Whenever it gets towards the end of the month I get to thinking about Devon. We’re coming up on three months since he died. While I realize that he isn’t here, there are just times when I get to thinking and it’s just absolutely unbelievable. When I look at his pictures from last summer, when he looked so healthy it’s just unreal to think that he’s been gone almost three months. I really miss that kid, and I so wish I could pick up the phone and just say hi.
I wish I could send him orange tic tacs. I’ll never be able to look at a pack of them again and not think of him. He was just so kind, precious, and sweet. I know that he’s gone on to do much more important and greater things than we’re doing on earth, but it still doesn’t deaden the pain. It’s makes it not hurt so bad, but nothing will ever take it away completely.
I also wanted to include a video that was on the slide show of all his pictures at his funeral. It’s One More Day, sung by Diamond Rio.
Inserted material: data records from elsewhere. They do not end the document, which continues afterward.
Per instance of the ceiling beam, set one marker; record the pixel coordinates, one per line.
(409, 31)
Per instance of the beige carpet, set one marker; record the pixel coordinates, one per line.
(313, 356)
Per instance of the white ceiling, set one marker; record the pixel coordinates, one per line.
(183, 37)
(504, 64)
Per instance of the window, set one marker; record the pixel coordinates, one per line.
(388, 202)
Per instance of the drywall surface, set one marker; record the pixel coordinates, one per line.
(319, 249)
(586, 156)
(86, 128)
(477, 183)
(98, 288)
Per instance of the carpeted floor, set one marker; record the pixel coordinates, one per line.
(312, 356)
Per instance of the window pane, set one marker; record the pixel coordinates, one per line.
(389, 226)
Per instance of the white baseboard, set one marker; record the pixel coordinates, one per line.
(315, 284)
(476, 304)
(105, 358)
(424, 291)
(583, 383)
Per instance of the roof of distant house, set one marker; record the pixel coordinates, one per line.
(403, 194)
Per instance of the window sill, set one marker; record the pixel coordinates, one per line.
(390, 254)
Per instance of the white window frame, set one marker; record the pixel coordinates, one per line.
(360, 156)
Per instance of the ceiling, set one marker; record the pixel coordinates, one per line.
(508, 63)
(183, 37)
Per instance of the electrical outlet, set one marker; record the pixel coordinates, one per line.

I’m creating a page dedicated to my nephew Devon who died at the end of 2007 of Leukemia. I wanted to make everyone aware of it so that you can visit it regularly as new stuff will be added over time. It’s going to be a one stop place where you can learn about him, and see pictures and things that he enjoyed. To see the beginning stages of it, Click Here.
This past weekend my Mom went to Cincinnati for a benefit dinner for my brother and his family. The benefit was to help them get back on their feet after the loss of their son, and my nephew Devon. I had planned to go to the dinner, but my own kids ended up sick so I was unable to. I still feel his loss though. I know you’re probably thinking of course you are, but that’s not the point. I know that it’s normal to still be missing him. It’s just such a strange feeling. We’re planning on going there for Spring break so that our kids can play with their cousin’s (Devon’s siblings left behind). In the past whenever we’d do such a thing, Abe, Jessica, and Erin would play with Devon for hours. They played with the other kids as well, but they always gravitated to Devon. He was such a kind and caring soul. He was always kind, and was patient with them given their special needs and impulsiveness at times. When we go for Spring Break though, there will be such a void. We’ll remember the blast we had there last June. The memories will definitely be fresh as they play in the house where Devon lived. I thought about the absolute transformation that their family has gone through. I remember when it was just Jon, Devon, and Corey. Three rambunctious boys. Now when we go there will be Corey, Emily, and Allyson (Jon has moved in with his father back in Michigan). A big change having two girls and a boy from those three boys before. The girls just adore Emily and baby Allyson so they should have a lot of fun, but I know that for Abe it will definitely feel very different. Abe was always the closest to Devon, he and Devon share a common kindness and spirit about them. They connected well. We’ll all make it, and Devon is in a much more peaceful place now, but for those of us back here on earth we’ll continue to miss him dearly.
This website Will Be In Tribute To My Nephew Devon Curling Until January 31st, Exactly One Month After His Death.
Born: September 26, 1996
Died: December 31, 2007
Thank you to all of you who cared so much, and prayed so hard. Through all of our pain, we realize that he is now with God and will never feel any more pain. One day we’ll all be together forever!